I was in a car accident where I was not at fault. I filed a claim with the other driver’s insurance and it responded that would pay 60% of the cost to fix my car (stated that I was 40% liable). I filed a claim in Special Civil Part, the other driver didn’t respond so the case defaulted. Can I accept the 60% from the insurance company of the other driver now and start repairing my car (which has been sitting since the date of the accident (8 months), while I pursue collecting from the other driver (I need to request default judgment etc.)?

Asked on July 21, 2012 under Accident Law, New Jersey

Answers:

Anthony Van Johnson / VANJOHNSON LAW FIRM, L.L.C.

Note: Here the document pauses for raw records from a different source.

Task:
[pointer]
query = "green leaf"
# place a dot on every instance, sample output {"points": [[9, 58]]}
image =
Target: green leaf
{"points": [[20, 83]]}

Answered 8 years ago | Contributor

You indicated that you were involved in an auto accident.  The other driver's insurance company agreed to pay 60% of the cost of repairs to your vehicle, having made a determination that you were 40% at fault in causing the accident.  You then indicated that you filed (presumably) a lawsuit against the other driver who failed to file any responsive pleadings.  Your question is whether you can accept the 60% from the other driver's insurance company, and then pursue the othter driver for the remaining 40%.  First, I would advise that you retain the services of an experienced attorney.  If you sued the other driver, then the other driver's insurance company most likely had a contractual obligation to provide legal representation to their insured.  If you accept the 60% from the other driver's insurance company, they will most likely require you to sign a "release" of all claims against their insured.  On the other hand, if you obtained a judgment against the other driver, the court will award you whatever it feels is a just judgment.  Consult with an attorney immediately.